Anyone who does a lot of highway driving might know about today’s pick. Cobra Electronics (CBRA) is a leader in radar detection products but also produces two-way radios, citizens band radios, marine electronics and mobile navigation systems for the consumer market. The company has definitely seen turbulent times over the years, 2006 among them. Last October the company bought a British firm, Performance Products Ltd., makers of the Snooper line of mobile GPS navigation systems. I believe that this highly rated group of products will lift Cobra out of the malaise that it sits and back to profitability. The first quarter results certainly provide hope.

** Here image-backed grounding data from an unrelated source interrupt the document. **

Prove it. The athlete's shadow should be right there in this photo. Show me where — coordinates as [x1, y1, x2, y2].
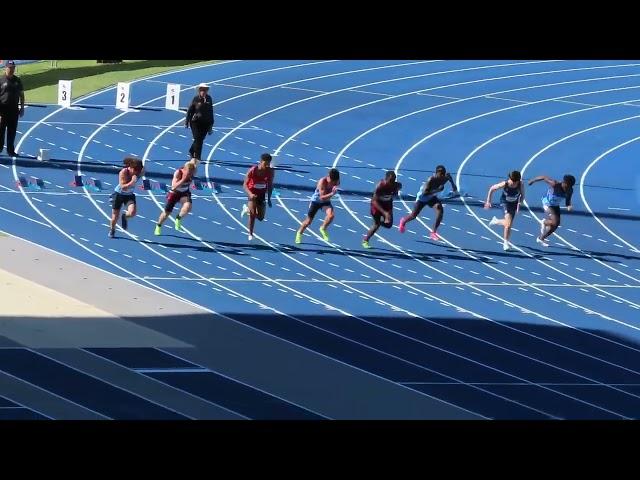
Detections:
[521, 245, 640, 264]
[281, 241, 494, 263]
[119, 236, 220, 253]
[187, 239, 386, 258]
[149, 237, 299, 255]
[426, 240, 640, 264]
[117, 233, 272, 255]
[430, 244, 543, 261]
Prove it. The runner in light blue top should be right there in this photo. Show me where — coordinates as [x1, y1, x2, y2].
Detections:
[528, 173, 575, 247]
[109, 157, 143, 238]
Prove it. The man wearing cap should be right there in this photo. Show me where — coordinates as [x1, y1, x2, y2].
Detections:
[185, 83, 214, 160]
[0, 61, 25, 157]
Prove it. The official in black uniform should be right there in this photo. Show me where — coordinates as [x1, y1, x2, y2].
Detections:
[185, 83, 214, 160]
[0, 60, 25, 157]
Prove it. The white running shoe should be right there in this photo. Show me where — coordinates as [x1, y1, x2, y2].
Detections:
[503, 241, 510, 251]
[489, 216, 499, 226]
[248, 234, 253, 241]
[241, 204, 249, 218]
[536, 236, 549, 247]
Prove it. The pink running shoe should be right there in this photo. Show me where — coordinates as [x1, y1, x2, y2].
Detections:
[429, 231, 440, 241]
[398, 217, 407, 233]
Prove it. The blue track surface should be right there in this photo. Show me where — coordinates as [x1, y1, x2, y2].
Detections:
[2, 60, 640, 419]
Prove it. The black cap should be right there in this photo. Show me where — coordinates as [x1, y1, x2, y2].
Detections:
[5, 60, 16, 67]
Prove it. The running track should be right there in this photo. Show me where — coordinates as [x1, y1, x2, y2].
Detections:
[1, 60, 640, 419]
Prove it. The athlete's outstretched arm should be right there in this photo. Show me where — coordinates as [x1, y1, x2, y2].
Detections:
[528, 175, 555, 186]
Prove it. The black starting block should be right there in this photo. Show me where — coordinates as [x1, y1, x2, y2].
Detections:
[140, 179, 168, 194]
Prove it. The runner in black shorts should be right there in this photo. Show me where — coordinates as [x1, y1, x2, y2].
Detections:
[154, 158, 198, 235]
[109, 157, 143, 238]
[362, 170, 402, 248]
[528, 174, 575, 247]
[484, 170, 525, 251]
[398, 164, 457, 241]
[295, 168, 340, 244]
[241, 153, 275, 241]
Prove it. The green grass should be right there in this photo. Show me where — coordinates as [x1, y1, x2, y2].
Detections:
[17, 60, 217, 104]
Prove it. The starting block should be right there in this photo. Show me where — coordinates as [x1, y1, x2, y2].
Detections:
[16, 176, 44, 191]
[414, 187, 468, 200]
[192, 179, 221, 193]
[70, 175, 102, 192]
[86, 178, 103, 192]
[441, 190, 458, 199]
[442, 189, 469, 199]
[37, 148, 50, 161]
[70, 175, 84, 187]
[140, 179, 168, 194]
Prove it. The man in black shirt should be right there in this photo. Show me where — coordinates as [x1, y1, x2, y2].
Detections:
[185, 83, 214, 160]
[0, 60, 25, 157]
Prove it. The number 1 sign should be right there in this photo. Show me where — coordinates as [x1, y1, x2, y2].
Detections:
[165, 83, 181, 111]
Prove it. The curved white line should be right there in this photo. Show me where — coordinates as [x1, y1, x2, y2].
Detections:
[472, 110, 640, 286]
[206, 59, 640, 312]
[207, 60, 564, 167]
[245, 66, 640, 330]
[11, 61, 241, 309]
[75, 61, 496, 419]
[580, 137, 640, 253]
[187, 61, 640, 415]
[48, 60, 640, 418]
[194, 61, 640, 375]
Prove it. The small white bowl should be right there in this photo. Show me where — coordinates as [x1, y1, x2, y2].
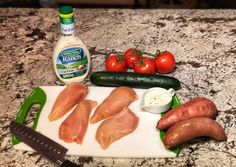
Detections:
[141, 87, 175, 114]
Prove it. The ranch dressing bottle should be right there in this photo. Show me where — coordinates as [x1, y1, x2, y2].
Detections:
[53, 6, 90, 84]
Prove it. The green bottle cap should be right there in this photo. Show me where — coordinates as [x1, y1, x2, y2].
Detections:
[59, 6, 73, 14]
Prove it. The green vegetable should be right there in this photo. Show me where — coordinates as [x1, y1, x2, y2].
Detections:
[90, 71, 181, 90]
[160, 95, 181, 155]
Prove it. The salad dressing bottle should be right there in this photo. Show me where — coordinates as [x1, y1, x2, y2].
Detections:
[53, 6, 90, 84]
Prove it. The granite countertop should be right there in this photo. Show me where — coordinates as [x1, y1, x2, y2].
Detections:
[0, 8, 236, 167]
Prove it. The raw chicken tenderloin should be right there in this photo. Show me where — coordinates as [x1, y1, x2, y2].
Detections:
[90, 86, 137, 124]
[48, 83, 88, 121]
[59, 100, 97, 144]
[96, 107, 139, 149]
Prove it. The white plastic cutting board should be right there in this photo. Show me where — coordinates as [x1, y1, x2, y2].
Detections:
[13, 86, 176, 158]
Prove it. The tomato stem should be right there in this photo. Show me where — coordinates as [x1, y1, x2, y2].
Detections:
[141, 51, 154, 56]
[155, 49, 161, 55]
[137, 56, 143, 65]
[142, 49, 161, 57]
[117, 54, 124, 62]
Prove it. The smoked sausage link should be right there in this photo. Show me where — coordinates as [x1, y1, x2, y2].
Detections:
[163, 117, 227, 149]
[157, 97, 218, 130]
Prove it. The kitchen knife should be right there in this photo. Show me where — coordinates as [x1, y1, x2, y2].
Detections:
[9, 121, 80, 167]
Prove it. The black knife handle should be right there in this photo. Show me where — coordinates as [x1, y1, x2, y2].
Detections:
[61, 160, 81, 167]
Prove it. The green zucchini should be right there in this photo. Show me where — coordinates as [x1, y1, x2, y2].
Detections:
[90, 71, 181, 90]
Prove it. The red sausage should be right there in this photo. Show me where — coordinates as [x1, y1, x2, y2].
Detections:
[163, 117, 227, 149]
[156, 97, 218, 130]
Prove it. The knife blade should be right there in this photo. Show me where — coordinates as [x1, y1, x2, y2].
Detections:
[9, 121, 80, 167]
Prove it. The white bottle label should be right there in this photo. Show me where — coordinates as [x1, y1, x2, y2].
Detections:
[56, 46, 88, 79]
[60, 23, 75, 35]
[60, 14, 75, 35]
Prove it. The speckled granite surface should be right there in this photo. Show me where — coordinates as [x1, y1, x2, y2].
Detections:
[0, 8, 236, 167]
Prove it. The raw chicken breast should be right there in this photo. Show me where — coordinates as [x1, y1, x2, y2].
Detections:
[48, 83, 88, 121]
[90, 86, 137, 124]
[59, 100, 97, 144]
[96, 107, 139, 149]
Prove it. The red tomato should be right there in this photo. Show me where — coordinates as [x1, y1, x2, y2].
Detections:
[123, 48, 142, 69]
[134, 57, 155, 74]
[105, 54, 127, 72]
[154, 51, 176, 74]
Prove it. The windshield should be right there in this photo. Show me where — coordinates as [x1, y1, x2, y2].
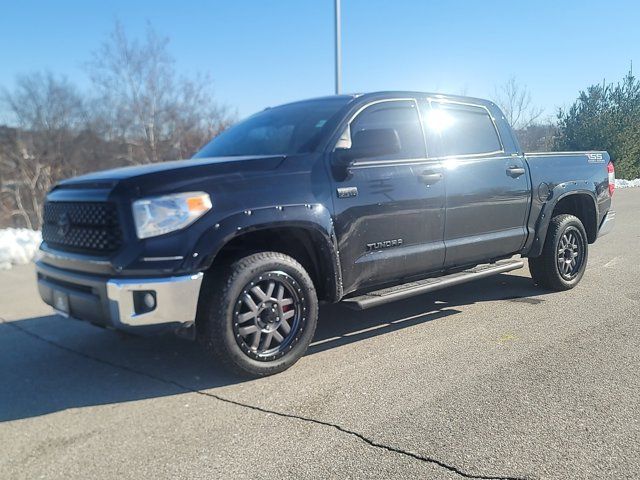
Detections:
[194, 97, 350, 157]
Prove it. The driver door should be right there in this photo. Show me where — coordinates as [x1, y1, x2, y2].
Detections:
[330, 99, 446, 294]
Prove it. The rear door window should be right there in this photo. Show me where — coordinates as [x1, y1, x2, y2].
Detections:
[423, 103, 502, 157]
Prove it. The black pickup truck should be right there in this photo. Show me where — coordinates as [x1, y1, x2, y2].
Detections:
[36, 92, 616, 376]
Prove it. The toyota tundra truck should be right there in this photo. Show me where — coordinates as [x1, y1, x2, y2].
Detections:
[36, 92, 616, 376]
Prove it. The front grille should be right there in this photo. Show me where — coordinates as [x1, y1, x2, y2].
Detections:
[42, 202, 123, 254]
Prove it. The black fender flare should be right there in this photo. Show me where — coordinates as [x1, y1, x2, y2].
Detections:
[527, 184, 598, 258]
[184, 203, 343, 302]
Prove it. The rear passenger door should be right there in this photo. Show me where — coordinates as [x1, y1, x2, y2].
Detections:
[331, 99, 446, 293]
[421, 100, 530, 267]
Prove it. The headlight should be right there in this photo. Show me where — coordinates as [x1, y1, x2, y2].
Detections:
[132, 192, 212, 239]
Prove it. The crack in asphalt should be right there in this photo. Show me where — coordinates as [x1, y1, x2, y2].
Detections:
[3, 318, 526, 480]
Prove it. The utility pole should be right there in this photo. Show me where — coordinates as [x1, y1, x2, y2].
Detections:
[334, 0, 342, 94]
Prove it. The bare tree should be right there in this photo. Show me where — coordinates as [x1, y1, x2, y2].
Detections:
[0, 149, 53, 229]
[493, 77, 544, 130]
[1, 73, 86, 228]
[0, 22, 235, 229]
[86, 21, 233, 165]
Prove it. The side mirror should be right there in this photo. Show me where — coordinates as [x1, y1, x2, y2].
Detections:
[334, 128, 401, 165]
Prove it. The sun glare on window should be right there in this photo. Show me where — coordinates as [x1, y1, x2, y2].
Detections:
[425, 108, 454, 133]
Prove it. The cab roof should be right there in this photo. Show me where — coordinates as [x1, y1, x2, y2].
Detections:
[271, 91, 498, 111]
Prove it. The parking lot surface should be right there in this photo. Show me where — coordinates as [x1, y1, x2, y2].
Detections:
[1, 188, 638, 479]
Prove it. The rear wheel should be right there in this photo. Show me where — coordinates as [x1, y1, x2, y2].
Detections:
[197, 251, 318, 377]
[528, 214, 588, 291]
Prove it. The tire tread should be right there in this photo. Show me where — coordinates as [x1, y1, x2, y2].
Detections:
[197, 251, 317, 377]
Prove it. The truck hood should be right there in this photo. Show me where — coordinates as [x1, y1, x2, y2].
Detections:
[58, 155, 286, 186]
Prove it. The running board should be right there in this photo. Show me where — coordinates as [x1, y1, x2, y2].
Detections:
[342, 259, 524, 310]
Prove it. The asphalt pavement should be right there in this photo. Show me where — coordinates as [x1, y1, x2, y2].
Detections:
[1, 188, 638, 480]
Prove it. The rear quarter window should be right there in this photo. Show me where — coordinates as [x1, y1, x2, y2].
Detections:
[424, 103, 502, 157]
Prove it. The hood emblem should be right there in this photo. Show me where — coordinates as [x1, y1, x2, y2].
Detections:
[57, 212, 71, 236]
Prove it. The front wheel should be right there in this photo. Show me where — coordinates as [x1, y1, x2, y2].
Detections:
[528, 214, 589, 291]
[197, 251, 318, 377]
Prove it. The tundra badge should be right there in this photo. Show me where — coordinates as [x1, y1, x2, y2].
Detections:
[366, 239, 403, 251]
[337, 187, 358, 198]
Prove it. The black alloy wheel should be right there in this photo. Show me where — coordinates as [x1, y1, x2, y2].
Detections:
[556, 227, 585, 281]
[233, 271, 304, 360]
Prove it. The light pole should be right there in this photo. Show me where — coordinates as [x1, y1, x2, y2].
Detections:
[334, 0, 342, 94]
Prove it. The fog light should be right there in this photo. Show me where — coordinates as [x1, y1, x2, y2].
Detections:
[133, 290, 157, 314]
[143, 293, 155, 309]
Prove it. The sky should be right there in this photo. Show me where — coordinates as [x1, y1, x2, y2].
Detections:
[0, 0, 638, 122]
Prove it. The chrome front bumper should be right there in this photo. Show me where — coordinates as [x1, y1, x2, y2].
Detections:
[106, 273, 203, 328]
[598, 210, 616, 238]
[36, 261, 203, 332]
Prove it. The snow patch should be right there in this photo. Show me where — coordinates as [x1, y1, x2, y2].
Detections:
[615, 178, 640, 188]
[0, 229, 42, 271]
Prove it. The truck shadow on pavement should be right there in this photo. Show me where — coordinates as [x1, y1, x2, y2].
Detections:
[1, 273, 548, 422]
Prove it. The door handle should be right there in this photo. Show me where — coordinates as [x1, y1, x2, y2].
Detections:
[418, 172, 443, 185]
[506, 166, 525, 178]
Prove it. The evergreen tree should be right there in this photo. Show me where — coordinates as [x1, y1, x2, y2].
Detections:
[555, 72, 640, 179]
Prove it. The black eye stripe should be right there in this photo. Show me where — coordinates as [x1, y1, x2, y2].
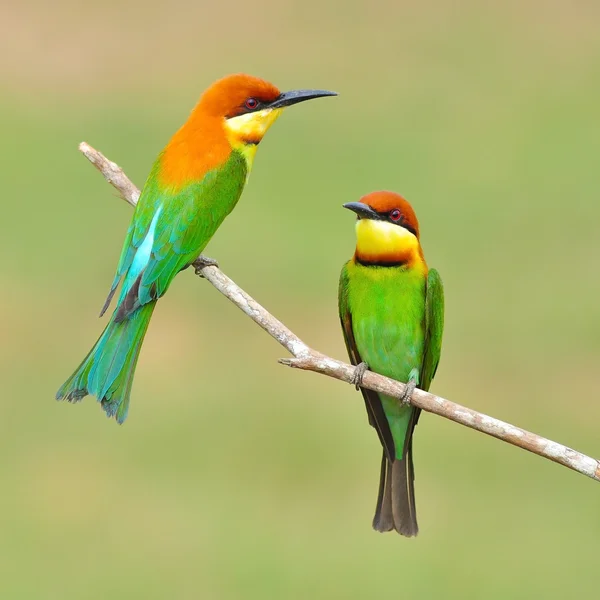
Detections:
[402, 223, 418, 236]
[225, 99, 266, 119]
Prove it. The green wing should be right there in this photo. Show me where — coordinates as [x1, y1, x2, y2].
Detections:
[103, 152, 247, 320]
[338, 263, 396, 461]
[129, 170, 222, 304]
[420, 268, 444, 392]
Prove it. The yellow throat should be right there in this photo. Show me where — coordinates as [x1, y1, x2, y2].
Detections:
[224, 108, 284, 172]
[355, 219, 425, 267]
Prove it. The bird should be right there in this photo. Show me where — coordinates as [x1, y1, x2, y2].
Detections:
[338, 191, 444, 536]
[57, 73, 337, 424]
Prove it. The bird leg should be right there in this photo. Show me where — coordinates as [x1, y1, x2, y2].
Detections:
[352, 362, 369, 390]
[400, 380, 416, 405]
[192, 255, 220, 278]
[400, 369, 419, 405]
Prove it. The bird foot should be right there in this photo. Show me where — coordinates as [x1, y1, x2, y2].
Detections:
[352, 362, 369, 390]
[193, 255, 220, 277]
[400, 380, 416, 405]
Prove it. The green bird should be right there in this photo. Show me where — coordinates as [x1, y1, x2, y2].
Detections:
[338, 190, 444, 536]
[56, 73, 336, 423]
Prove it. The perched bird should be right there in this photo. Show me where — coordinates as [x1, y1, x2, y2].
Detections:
[57, 74, 336, 423]
[338, 191, 444, 536]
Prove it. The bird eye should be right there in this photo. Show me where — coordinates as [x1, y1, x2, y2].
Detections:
[389, 209, 402, 221]
[245, 98, 259, 110]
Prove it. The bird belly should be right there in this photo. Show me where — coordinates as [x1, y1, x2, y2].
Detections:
[349, 268, 426, 383]
[348, 265, 426, 456]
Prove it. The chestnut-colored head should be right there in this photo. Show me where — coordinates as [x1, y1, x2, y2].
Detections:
[197, 73, 336, 146]
[162, 74, 336, 188]
[344, 191, 425, 268]
[199, 74, 282, 119]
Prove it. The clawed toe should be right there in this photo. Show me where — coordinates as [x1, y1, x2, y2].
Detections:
[193, 254, 219, 277]
[400, 380, 416, 405]
[352, 362, 369, 390]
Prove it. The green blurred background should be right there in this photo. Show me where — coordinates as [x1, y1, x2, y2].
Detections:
[2, 0, 599, 597]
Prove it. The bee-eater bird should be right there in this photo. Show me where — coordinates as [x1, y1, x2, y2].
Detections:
[338, 191, 444, 536]
[56, 73, 336, 424]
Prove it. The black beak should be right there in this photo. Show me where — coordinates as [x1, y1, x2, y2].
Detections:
[268, 89, 337, 109]
[343, 202, 381, 220]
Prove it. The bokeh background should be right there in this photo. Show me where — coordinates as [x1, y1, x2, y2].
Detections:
[2, 0, 600, 597]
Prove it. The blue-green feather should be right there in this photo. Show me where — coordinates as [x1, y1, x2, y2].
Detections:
[57, 150, 248, 422]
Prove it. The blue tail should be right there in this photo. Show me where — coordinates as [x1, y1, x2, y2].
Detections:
[56, 302, 156, 423]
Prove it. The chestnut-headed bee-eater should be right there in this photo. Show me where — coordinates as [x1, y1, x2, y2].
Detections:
[338, 191, 444, 536]
[57, 74, 336, 423]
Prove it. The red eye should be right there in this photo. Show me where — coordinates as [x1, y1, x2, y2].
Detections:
[245, 98, 258, 110]
[389, 209, 402, 221]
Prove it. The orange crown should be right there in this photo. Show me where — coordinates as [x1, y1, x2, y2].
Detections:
[361, 191, 420, 239]
[160, 74, 280, 188]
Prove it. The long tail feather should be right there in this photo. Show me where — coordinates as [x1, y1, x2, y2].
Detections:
[56, 302, 156, 423]
[372, 444, 418, 537]
[372, 451, 394, 531]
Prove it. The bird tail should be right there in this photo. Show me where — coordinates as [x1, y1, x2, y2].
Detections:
[372, 444, 418, 537]
[56, 302, 156, 423]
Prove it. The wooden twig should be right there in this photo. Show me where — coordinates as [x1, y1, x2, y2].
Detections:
[77, 141, 600, 483]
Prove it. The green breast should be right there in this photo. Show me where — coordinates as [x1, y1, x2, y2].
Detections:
[172, 149, 248, 250]
[346, 261, 427, 382]
[346, 261, 427, 457]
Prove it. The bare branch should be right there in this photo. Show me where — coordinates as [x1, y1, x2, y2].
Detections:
[79, 142, 140, 206]
[78, 141, 600, 484]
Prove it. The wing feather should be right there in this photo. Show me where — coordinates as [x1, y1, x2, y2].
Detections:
[421, 268, 445, 392]
[339, 264, 396, 462]
[103, 152, 246, 320]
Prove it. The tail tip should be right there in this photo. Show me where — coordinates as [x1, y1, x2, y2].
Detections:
[397, 523, 419, 537]
[55, 387, 88, 403]
[101, 397, 128, 424]
[372, 518, 419, 537]
[372, 515, 394, 533]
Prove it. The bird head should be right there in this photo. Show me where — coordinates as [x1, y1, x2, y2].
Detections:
[199, 73, 336, 158]
[160, 74, 336, 189]
[343, 191, 425, 267]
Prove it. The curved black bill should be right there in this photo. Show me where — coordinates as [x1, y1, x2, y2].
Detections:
[343, 202, 381, 220]
[268, 89, 337, 109]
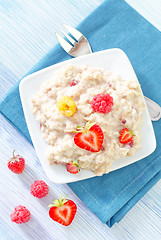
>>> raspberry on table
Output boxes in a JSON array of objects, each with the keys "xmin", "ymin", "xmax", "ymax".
[
  {"xmin": 30, "ymin": 180, "xmax": 49, "ymax": 198},
  {"xmin": 91, "ymin": 93, "xmax": 114, "ymax": 113},
  {"xmin": 10, "ymin": 205, "xmax": 31, "ymax": 224}
]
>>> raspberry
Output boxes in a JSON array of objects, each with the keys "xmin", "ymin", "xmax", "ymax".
[
  {"xmin": 91, "ymin": 93, "xmax": 113, "ymax": 113},
  {"xmin": 122, "ymin": 119, "xmax": 126, "ymax": 124},
  {"xmin": 57, "ymin": 96, "xmax": 76, "ymax": 117},
  {"xmin": 7, "ymin": 150, "xmax": 25, "ymax": 174},
  {"xmin": 30, "ymin": 180, "xmax": 49, "ymax": 198},
  {"xmin": 10, "ymin": 205, "xmax": 31, "ymax": 224},
  {"xmin": 128, "ymin": 140, "xmax": 134, "ymax": 147},
  {"xmin": 70, "ymin": 80, "xmax": 78, "ymax": 86}
]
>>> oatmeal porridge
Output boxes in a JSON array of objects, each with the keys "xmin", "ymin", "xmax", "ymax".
[{"xmin": 31, "ymin": 64, "xmax": 145, "ymax": 176}]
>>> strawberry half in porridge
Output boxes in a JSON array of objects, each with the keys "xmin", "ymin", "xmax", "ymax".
[{"xmin": 31, "ymin": 64, "xmax": 145, "ymax": 176}]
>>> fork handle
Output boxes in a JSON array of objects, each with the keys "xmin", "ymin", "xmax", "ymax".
[
  {"xmin": 69, "ymin": 37, "xmax": 92, "ymax": 57},
  {"xmin": 144, "ymin": 96, "xmax": 161, "ymax": 121}
]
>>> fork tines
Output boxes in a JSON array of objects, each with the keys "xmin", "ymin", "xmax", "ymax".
[
  {"xmin": 55, "ymin": 24, "xmax": 83, "ymax": 54},
  {"xmin": 56, "ymin": 24, "xmax": 92, "ymax": 57}
]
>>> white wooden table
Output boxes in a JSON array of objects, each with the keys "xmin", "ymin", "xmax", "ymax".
[{"xmin": 0, "ymin": 0, "xmax": 161, "ymax": 239}]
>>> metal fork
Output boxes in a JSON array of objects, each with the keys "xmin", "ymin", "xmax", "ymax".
[
  {"xmin": 55, "ymin": 24, "xmax": 92, "ymax": 57},
  {"xmin": 56, "ymin": 24, "xmax": 161, "ymax": 121}
]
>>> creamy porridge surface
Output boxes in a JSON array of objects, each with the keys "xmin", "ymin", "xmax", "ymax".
[{"xmin": 31, "ymin": 64, "xmax": 145, "ymax": 176}]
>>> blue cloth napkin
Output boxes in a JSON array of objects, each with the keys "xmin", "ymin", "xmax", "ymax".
[{"xmin": 0, "ymin": 0, "xmax": 161, "ymax": 227}]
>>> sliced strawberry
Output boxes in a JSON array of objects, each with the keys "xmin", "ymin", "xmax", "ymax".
[
  {"xmin": 74, "ymin": 122, "xmax": 104, "ymax": 152},
  {"xmin": 119, "ymin": 128, "xmax": 134, "ymax": 144},
  {"xmin": 66, "ymin": 160, "xmax": 80, "ymax": 174},
  {"xmin": 48, "ymin": 195, "xmax": 77, "ymax": 226}
]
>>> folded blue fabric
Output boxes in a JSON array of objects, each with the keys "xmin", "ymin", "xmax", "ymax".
[{"xmin": 0, "ymin": 0, "xmax": 161, "ymax": 227}]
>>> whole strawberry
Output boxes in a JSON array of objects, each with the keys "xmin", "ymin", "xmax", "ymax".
[
  {"xmin": 8, "ymin": 150, "xmax": 25, "ymax": 174},
  {"xmin": 48, "ymin": 194, "xmax": 77, "ymax": 226}
]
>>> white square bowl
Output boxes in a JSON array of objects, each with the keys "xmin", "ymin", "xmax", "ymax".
[{"xmin": 19, "ymin": 48, "xmax": 156, "ymax": 183}]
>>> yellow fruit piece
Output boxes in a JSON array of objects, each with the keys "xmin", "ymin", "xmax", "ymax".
[{"xmin": 56, "ymin": 96, "xmax": 76, "ymax": 117}]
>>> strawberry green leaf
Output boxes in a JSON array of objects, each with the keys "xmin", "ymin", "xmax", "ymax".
[
  {"xmin": 49, "ymin": 194, "xmax": 69, "ymax": 208},
  {"xmin": 85, "ymin": 121, "xmax": 96, "ymax": 131}
]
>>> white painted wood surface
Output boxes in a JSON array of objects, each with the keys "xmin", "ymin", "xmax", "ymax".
[{"xmin": 0, "ymin": 0, "xmax": 161, "ymax": 239}]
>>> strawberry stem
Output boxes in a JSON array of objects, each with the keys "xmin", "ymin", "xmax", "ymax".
[
  {"xmin": 48, "ymin": 194, "xmax": 69, "ymax": 208},
  {"xmin": 85, "ymin": 121, "xmax": 96, "ymax": 131},
  {"xmin": 73, "ymin": 121, "xmax": 96, "ymax": 134},
  {"xmin": 73, "ymin": 159, "xmax": 80, "ymax": 168},
  {"xmin": 129, "ymin": 131, "xmax": 135, "ymax": 136},
  {"xmin": 69, "ymin": 159, "xmax": 80, "ymax": 171},
  {"xmin": 13, "ymin": 150, "xmax": 15, "ymax": 158}
]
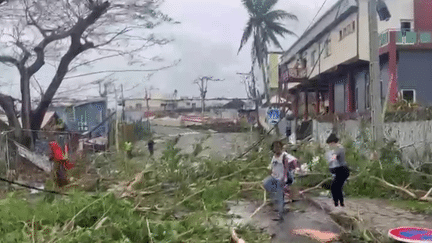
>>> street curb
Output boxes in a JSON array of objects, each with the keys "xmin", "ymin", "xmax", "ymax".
[{"xmin": 302, "ymin": 195, "xmax": 390, "ymax": 242}]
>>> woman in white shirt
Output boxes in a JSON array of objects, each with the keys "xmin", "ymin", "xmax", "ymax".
[{"xmin": 262, "ymin": 140, "xmax": 289, "ymax": 221}]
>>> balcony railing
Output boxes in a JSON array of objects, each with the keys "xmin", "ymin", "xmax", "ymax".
[
  {"xmin": 379, "ymin": 29, "xmax": 432, "ymax": 47},
  {"xmin": 280, "ymin": 67, "xmax": 307, "ymax": 82}
]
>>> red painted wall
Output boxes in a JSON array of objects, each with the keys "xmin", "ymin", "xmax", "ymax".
[{"xmin": 414, "ymin": 0, "xmax": 432, "ymax": 32}]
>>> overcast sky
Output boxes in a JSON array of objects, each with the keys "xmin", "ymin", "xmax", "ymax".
[{"xmin": 0, "ymin": 0, "xmax": 339, "ymax": 104}]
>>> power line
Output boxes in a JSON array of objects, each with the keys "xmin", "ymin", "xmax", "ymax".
[{"xmin": 303, "ymin": 0, "xmax": 329, "ymax": 34}]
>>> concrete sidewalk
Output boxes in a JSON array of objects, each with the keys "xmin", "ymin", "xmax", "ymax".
[{"xmin": 307, "ymin": 196, "xmax": 432, "ymax": 238}]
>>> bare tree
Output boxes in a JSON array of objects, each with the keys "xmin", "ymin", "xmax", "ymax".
[
  {"xmin": 193, "ymin": 76, "xmax": 224, "ymax": 114},
  {"xmin": 0, "ymin": 0, "xmax": 178, "ymax": 147},
  {"xmin": 238, "ymin": 66, "xmax": 263, "ymax": 131}
]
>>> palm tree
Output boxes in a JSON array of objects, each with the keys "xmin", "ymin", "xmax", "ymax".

The acquisition of Performance Products brings a complimentary product to the mobile navigation group with significant brand equity (Snooper), excellent management that are staying on to work with the company to build this potentially large and profitable component of the business, and it will be accretive to earnings in 2007. What more could shareholders ask for? Well, profits for a start and then a little movement in the price of the stock for another. This stock went public in 1990 and in the 16 years since has managed to produce only 26 percent in total returns. In comparison, the NASDAQ in the same period returned 490 percent. Clearly, an investment in Cobra Electronics is a speculative one.
Here are the Top 5 reasons to like this stock:
- The company has a 70 percent market share, and growing, in radar detection devises in the United States. If you’re looking to avoid detection, Cobra is the supplier of choice.
- With the addition of the Snooper line, the company has become a bigger player in the mobile navigation market. Now, in addition to the NAV ONE line, Snooper gives them better distribution in the European market.
- The company paid £20 million for the Snooper line, whose operating margins are double Cobra’s existing mobile navigation products. This acquisition will pay for itself in less than five years.
- All areas of the company with the exception of the mobile navigation business, which is only two years old and very competitive, are leaders in their markets. The company knows how to gain market share.
- Excluding 2006, the company’s financial statements over the last 10 years have shown a profit. This unique situation will reverse itself in 2007.
Cobra’s stock price has done little in the past few years. The risk here is not that it will go down in price but rather it will move sideways for another five years. It’s all about opportunity cost in this situation. However, they do pay a $0.16 cent dividend to help calm the nerves until it finds its way out of a severely moribund state. No risk, no reward.